# Later stage planning



## karen (May 9, 2019)

A few years ago when my grandmother turned 90, I started to think more about retirement savings and longevity risks. Her savings ran out by 82. Fortunately, my parents were able to take her in and care for her.

I don't plan on having any kids and so I've been thinking about this even more. My friends and I have been working on a retirement savings project for this and I'm curious if anyone would be willing to speak with us or share retirement plans.


----------



## AZ Jim (May 9, 2019)




----------



## retiredtraveler (May 9, 2019)

DW and I started saving for retirement in my 20's and retired at 56/54 on our own investments. There isn't any more insight I could give you than any number of online articles would tell you. You have to start saving early to allow compounding of your savings. You have to create a budget, stick to it, to determine what you can save.  You have to live below your means (not simply within your means). You need to invest in the stock market with a diversified portfolio. If a 401k is available to you, put as much as you can into it. These are all 'standard' approaches you'll find in myriad articles. It requires you to actually understand budgeting and investing which will take you some time and homework. You also need to be an informed consumer allowing you to spend wisely.
     I don't know if you're looking for specifics. There are so many variables among individuals where specific approaches have to be formulated. What kind of education do you have, type of job, living expenses where you choose to reside. Can you advance, or change your career to make more money? Would it make sense to move elsewhere for job opportunities or less expensive standard of living? Could you work a second, part-time job to provide you extra monies to invest for retirement? Your largest expenses are typically a car and rent/mortgage --- are you minimizing those expenses?  There is an endless list.


----------



## karen (May 9, 2019)

Thanks for the thoughtful reply.

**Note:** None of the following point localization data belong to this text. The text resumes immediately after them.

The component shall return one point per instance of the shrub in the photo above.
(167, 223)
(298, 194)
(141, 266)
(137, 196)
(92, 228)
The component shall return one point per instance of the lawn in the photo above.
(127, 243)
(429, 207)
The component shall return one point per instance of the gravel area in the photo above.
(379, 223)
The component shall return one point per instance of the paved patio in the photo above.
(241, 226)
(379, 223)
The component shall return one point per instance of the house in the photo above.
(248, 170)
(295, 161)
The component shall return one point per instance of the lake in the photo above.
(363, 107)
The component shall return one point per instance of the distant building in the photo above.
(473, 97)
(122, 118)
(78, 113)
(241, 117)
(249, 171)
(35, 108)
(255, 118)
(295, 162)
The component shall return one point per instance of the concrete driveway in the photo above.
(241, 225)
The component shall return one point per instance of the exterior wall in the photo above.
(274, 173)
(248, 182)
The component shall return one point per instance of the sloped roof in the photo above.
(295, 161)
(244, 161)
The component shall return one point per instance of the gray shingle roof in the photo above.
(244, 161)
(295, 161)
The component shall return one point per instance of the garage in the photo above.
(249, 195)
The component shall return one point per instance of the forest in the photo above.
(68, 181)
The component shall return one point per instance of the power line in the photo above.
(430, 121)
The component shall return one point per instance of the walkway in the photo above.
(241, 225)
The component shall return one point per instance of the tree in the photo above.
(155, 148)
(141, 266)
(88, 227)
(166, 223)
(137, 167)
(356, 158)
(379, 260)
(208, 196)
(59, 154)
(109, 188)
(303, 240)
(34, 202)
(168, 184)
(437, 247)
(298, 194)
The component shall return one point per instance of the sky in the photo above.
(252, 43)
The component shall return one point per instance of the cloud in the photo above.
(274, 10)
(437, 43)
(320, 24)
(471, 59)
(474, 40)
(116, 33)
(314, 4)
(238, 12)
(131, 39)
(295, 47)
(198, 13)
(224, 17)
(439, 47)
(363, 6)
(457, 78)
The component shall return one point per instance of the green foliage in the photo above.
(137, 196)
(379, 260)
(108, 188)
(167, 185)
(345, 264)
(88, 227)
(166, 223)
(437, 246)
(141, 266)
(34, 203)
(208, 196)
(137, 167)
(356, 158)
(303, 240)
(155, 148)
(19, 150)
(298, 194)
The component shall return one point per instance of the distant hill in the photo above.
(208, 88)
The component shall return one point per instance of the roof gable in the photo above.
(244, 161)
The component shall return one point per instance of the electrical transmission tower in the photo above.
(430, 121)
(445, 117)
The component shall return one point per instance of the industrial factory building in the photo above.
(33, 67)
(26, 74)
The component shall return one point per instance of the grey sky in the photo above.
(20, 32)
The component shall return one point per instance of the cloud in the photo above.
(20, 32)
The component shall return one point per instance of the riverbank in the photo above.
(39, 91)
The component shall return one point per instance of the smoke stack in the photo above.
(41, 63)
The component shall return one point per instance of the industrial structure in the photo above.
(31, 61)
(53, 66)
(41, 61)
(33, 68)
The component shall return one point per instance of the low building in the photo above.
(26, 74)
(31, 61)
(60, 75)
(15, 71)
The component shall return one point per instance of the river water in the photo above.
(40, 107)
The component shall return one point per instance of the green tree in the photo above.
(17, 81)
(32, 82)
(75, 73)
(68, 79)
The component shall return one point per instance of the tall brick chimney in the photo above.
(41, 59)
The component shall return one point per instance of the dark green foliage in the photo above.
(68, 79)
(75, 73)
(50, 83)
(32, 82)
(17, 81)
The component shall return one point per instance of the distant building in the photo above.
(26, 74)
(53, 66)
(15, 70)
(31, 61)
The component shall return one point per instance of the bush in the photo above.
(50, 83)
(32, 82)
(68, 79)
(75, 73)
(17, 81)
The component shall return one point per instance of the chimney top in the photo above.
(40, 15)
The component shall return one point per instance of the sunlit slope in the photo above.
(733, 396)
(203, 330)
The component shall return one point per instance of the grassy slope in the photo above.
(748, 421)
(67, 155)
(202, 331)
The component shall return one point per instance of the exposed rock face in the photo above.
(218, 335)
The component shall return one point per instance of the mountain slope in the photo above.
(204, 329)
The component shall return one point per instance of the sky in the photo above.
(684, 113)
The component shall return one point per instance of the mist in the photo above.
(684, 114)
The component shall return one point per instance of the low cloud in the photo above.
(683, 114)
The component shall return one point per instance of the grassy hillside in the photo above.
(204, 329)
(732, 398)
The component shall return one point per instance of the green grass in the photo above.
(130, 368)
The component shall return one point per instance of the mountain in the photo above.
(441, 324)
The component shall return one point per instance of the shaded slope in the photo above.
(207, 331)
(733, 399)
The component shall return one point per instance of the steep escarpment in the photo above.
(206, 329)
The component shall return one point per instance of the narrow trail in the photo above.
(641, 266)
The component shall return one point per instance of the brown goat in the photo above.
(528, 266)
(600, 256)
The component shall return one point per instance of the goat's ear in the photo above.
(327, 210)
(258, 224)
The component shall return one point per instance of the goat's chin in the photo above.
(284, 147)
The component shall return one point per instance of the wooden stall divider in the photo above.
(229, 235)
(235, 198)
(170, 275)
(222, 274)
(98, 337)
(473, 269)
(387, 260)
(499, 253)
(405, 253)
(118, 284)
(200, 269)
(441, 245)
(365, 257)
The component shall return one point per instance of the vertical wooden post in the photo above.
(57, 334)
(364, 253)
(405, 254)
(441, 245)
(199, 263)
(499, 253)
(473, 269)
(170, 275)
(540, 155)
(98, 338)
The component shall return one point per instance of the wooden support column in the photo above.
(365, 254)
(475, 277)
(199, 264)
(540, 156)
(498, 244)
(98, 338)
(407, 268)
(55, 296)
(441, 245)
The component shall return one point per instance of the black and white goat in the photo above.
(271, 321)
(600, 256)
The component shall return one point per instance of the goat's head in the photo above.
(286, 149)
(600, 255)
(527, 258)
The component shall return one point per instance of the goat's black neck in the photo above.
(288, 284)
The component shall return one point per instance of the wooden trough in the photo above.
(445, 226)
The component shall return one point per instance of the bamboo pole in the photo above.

Have you looked into annuities or products like that? What are your thoughts on that?


----------



## Aunt Bea (May 9, 2019)

Saving for retirement is important.

Reducing your expenses and expectations to fit your retirement income is equally important.

IMO the most important thing for an elderly person is to have a support network of close family and friends that can oversee their care and act as advocates in their final years.

Creating/establishing that network has been the biggest challenge for me and I'm not sure how to pull it together at this late date so I'll probably go it alone.

Good luck to you and your friends in the years ahead.


----------



## mathjak107 (May 9, 2019)

Z





karen said:


> Thanks for the thoughtful reply. Have you looked into annuities or products like that? What are your thoughts on that?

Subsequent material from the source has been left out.